1. Students use their knowledge of word origins and word relationships, as well as historical and literary context clues, to determine the meaning of specialized vocabulary and to understand the precise meaning of grade-level-appropriate words.
2. Students read and understand grade-level-appropriate material. They describe and connect the essential ideas, arguments, and perspectives of the text by using their knowledge of text structure, organization, and purpose.
3. Students read and respond to historically or culturally significant works of literature that reflect and enhance their studies of history and social science. They clarify the ideas and connect them to other literary works. Articulate the expressed purposes and characteristics of different forms of prose (e.g., short story, novel, novella, essay).
4. Students write clear, coherent, and focused essays. The writing exhibits students' awareness of the audience and purpose. Essays contain formal introductions, supporting evidence, and conclusions. Students progress through the stages of the writing process as needed.
5. Students write narrative, expository, persuasive, and descriptive texts of at least 500 to 700 words in each genre. The writing demonstrates a command of standard American English and the research, organizational, and drafting strategies.
6. Students write and speak with a command of standard English conventions appropriate to the grade level.
7. Students deliver well-organized formal presentations employing traditional rhetorical strategies (e.g., narration, exposition, persuasion, description). Student speaking demonstrates a command of standard American English and the organizational and delivery strategies outlined in Listening and Speaking.
By the end of grade seven, students are adept at manipulating numbers and equations and understand the general principles at work. Students understand and use factoring of numerators and denominators and properties of exponents. They know the Pythagorean theorem and solve problems in which they compute the length of an unknown side.
Students know how to compute the surface area and volume of basic three-dimensional objects and understand how area and volume change with a change in scale. Students make conversions between different units of measurement. They know and use different representations of fractional numbers (fractions, decimals, and percents) and are proficient at changing from one to another.
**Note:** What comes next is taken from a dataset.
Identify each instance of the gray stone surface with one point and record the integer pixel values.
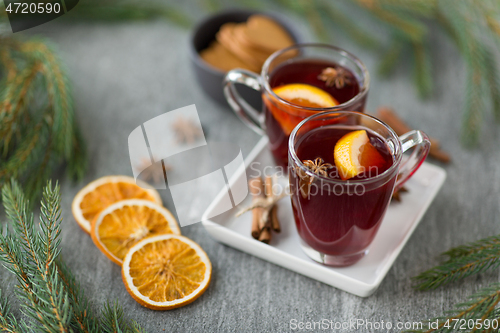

They increase their facility with ratio and proportion, compute percents of increase and decrease, and compute simple and compound interest. They graph linear functions and understand the idea of slope and its relation to ratio.
Focus on Life Science
All living organisms are composed of cells, from just one to many trillions, whose details usually are visible only through a microscope. As a basis for understanding this concept:
A typical cell of any organism contains genetic instructions that specify its traits. Those traits may be modified by environmental influences. As a basis for understanding this concept:
Biological evolution accounts for the diversity of species developed through gradual processes over many generations.
Earth and Life History (Earth Sciences)
Evidence from rocks allows us to understand the evolution of life on Earth. As a basis for understanding this concept:
Structure and Function in Living Systems
The anatomy and physiology of plants and animals illustrate the complementary nature of structure and function. As a basis for understanding this concept:
Physical Principles in Living Systems (Physical Sciences)
Physical principles underlie biological structures and functions. As a basis for understanding this concept:
Investigation and Experimentation
Scientific progress is made by asking meaningful questions and conducting careful investigations. As a basis for understanding this concept and addressing the content in the other three strands, students should develop their own questions and perform investigations. Students will:
World History and Geography: Medieval and Early Modern Times
Students in grade seven study the social, cultural, and technological changes that occurred in Europe, Africa, and Asia in the years A. D. 500Ð 1789. After reviewing the ancient world and the ways in which archaeologists and historians uncover the past, students study the history and geography of great civilizations that were developing concurrently throughout the world during medieval and early modern times. They examine the growing economic interaction among civilizations as well as the exchange of ideas, beliefs, technologies, and commodities. They learn about the resulting growth of Enlightenment philosophy and the new examination of the concepts of reason and authority, the natural rights of human beings and the divine right of kings, experimentalism in science, and the dogma of belief. Finally, students assess the political forces let loose by the Enlightenment, particularly the rise of democratic ideas, and they learn about the continuing influence of these ideas in the world today.
Students analyze the causes and effects of the vast expansion and ultimate disintegration of the Roman Empire.
Students analyze the geographic, political, economic, religious, and social structures of the civilizations of Islam in the Middle Ages.
Students analyze the geographic, political, economic, religious, and social structures of the civilizations of China in the Middle Ages.
Students analyze the geographic, political, economic, religious, and social structures of the sub-Saharan civilizations of Ghana and Mali in Medieval Africa.
Students analyze the geographic, political, economic, religious, and social structures of the civilizations of Medieval Japan.
Students analyze the geographic, political, economic, religious, and social structures of the civilizations of Medieval Europe.
Students compare and contrast the geographic, political, economic, religious, and social structures of the Meso-American and Andean civilizations.
Students analyze the origins, accomplishments, and geographic diffusion of the Renaissance.
Students analyze the historical developments of the Reformation.
Students analyze the historical developments of the Scientific Revolution and its lasting effect on religious, political, and cultural institutions.
Students analyze political and economic change in the sixteenth, seventeenth, and eighteenth centuries (the Age of Exploration, the Enlightenment, and the Age of Reason).